As the dust begins to settle in the second coming of Ken Lay as CEO of Houston-based Enron Corp., there was no word at the end of last week as to who will become part of Lay’s brain trust on the top floor. Assuaging worries of analysts and investors, Lay and his executive team laid low last week, after acknowledging in previous days that Enron is offering some employees new stock options, which would be worth up to 5% of their salaries. However, Enron also plans to cut more than half of the 900 employees in its sagging broadband unit, moving 250 to other positions and offering severance packages to the other 250.
Lay also confirmed that Enron is again in talks to sell its Oregon-based Portland General Electric unit, and the United Kingdom press also reported that the company wants to shed its wind turbine manufacturing business.
The announced changes came on the heels of the resignation of CEO Jeffrey Skilling, who had only held the top spot for the past six months (see NGI, Aug. 20). To quell rumors that there were bigger problems within the world’s leading energy trader, Lay and other executives met with industry analysts to explain the changes, and to reassure investors. Last week, Enron’s stock fell slightly, stabilizing on Friday to close at $36.35. It has been as high as $90.75 in the past year, but has fallen dramatically since May.
Enron’s stock options will not be a repricing, but rather a one-time additional grant. It usually gives employees options in five-year plans in amounts that reflect the year they join, and most employees are eligible for the new program. Within its troubled broadband unit, Enron plans to offer employees who are laid off the option of applying for other jobs within the company, but no specifics were given on where there would be openings.
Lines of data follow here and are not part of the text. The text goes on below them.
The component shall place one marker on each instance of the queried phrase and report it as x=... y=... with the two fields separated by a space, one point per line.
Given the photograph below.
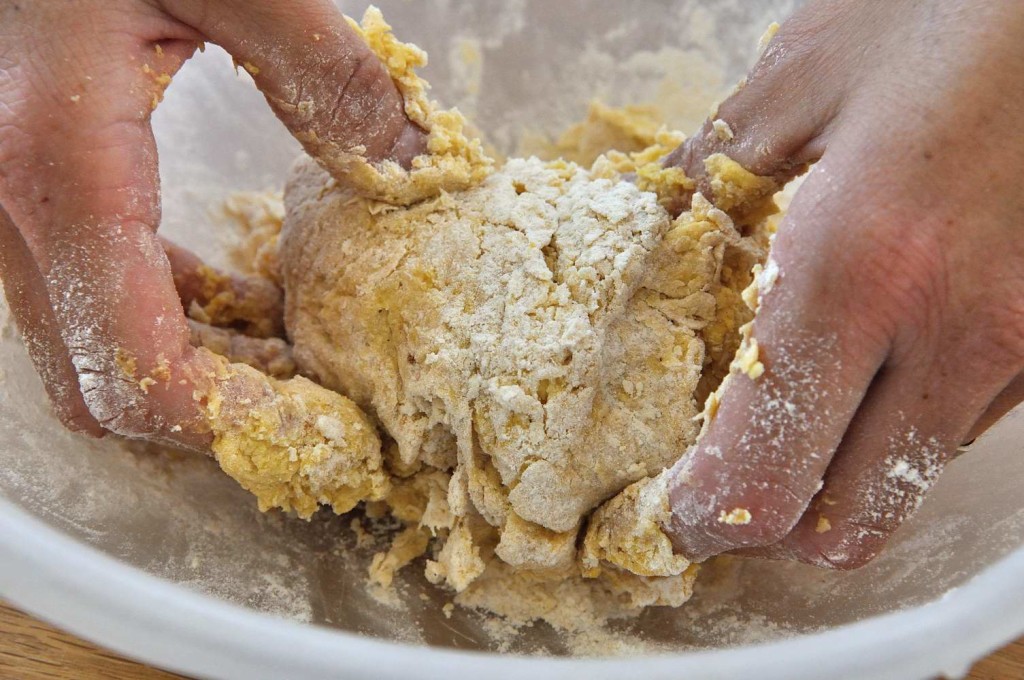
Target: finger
x=26 y=292
x=321 y=78
x=906 y=431
x=269 y=355
x=1001 y=405
x=250 y=304
x=764 y=455
x=758 y=125
x=87 y=208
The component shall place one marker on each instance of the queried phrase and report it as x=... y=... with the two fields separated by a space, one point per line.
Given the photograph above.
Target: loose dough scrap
x=530 y=340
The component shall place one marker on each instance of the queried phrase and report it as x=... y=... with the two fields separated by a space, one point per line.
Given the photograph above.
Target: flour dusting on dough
x=531 y=341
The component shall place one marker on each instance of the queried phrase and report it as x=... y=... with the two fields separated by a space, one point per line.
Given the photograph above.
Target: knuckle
x=759 y=519
x=847 y=546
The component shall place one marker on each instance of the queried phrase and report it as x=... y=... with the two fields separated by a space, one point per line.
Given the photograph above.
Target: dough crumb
x=722 y=130
x=735 y=516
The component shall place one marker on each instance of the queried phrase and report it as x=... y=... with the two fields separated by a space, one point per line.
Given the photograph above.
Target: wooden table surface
x=31 y=649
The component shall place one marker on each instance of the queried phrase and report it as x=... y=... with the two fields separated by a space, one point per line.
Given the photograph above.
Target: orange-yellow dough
x=532 y=338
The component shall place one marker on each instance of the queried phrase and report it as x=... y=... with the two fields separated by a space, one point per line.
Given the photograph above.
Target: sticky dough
x=531 y=342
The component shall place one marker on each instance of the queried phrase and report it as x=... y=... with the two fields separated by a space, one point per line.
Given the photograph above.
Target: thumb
x=320 y=77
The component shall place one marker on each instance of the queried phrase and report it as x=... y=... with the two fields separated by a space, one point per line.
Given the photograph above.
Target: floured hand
x=86 y=277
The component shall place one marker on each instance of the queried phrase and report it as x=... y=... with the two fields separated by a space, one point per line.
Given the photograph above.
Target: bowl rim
x=143 y=617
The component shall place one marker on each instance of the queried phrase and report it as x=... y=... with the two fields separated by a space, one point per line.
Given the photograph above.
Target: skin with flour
x=531 y=342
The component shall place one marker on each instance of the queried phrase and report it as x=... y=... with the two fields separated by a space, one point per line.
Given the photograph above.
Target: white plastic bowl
x=163 y=558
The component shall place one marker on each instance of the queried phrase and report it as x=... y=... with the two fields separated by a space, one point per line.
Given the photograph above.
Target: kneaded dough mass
x=532 y=341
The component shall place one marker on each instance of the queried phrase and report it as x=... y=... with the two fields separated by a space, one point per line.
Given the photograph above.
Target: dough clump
x=531 y=341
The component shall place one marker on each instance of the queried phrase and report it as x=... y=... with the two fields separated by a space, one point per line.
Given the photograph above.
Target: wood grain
x=31 y=649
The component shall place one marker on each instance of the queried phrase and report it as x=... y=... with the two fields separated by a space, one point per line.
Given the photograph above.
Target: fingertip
x=716 y=509
x=410 y=143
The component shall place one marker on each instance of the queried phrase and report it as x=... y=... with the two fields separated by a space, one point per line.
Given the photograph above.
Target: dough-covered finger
x=906 y=431
x=26 y=292
x=321 y=78
x=269 y=355
x=760 y=125
x=796 y=385
x=253 y=305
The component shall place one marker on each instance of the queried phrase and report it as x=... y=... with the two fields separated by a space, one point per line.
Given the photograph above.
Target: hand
x=895 y=331
x=85 y=274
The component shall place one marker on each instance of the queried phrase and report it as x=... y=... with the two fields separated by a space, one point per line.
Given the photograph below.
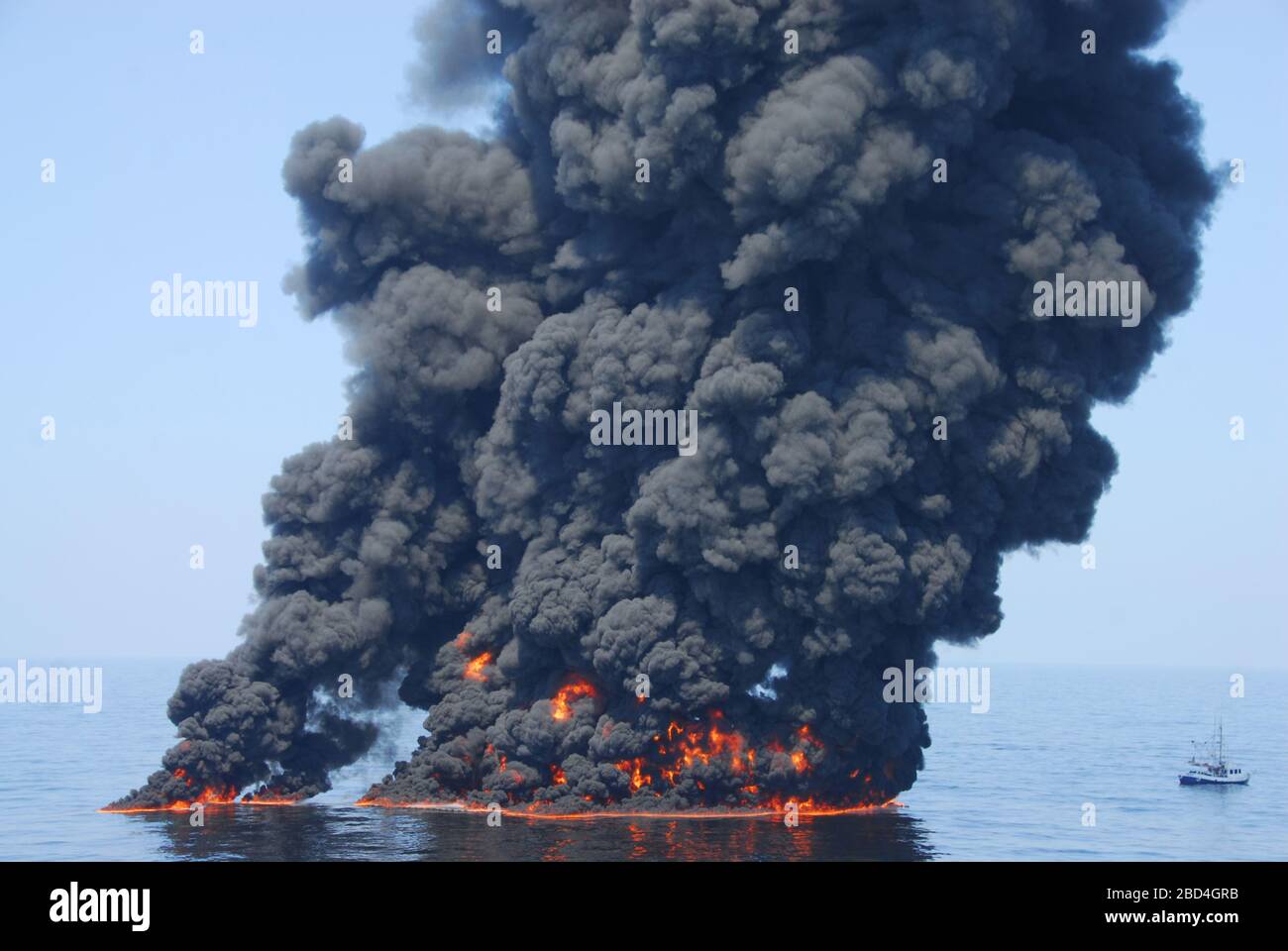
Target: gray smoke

Enron also is again attempting to sell Portland General Electric. It was to have been acquired by Sierra Pacific Resources for $3.1 billion, but the deal fell apart earlier this year (see NGI, April 30). Scottish Power Plc reportedly has made an offer for the power utility, which would fit geographically with its Portland-based PacifiCorp (see NGI, May 7). Scot Power operates in six U.S. states. There was no confirmation on whether the Portland General buyer would be Scot Power.
Meanwhile, over the weekend, London’s Sunday Business reported that Enron is in talks to sell its wind turbine business and has appointed Credit Suisse First Boston to handle the transaction. The newspaper reported there is one possible buyer, with speculation mounting that Vestas Wind Systems and NEG Micron, both based in Denmark, could be possible suitors. NGI reported in July that Enron might sell its wind subsidiary.
Last year, Enron held a 6% share of the world market for installed wind turbines, compared to the world’s largest turbine maker, Vestas, which holds an 18% share. Enron Wind currently has production capacity in several U.S. states, including Texas, California, Minnesota and Iowa, with other production facilities in Europe and Asia.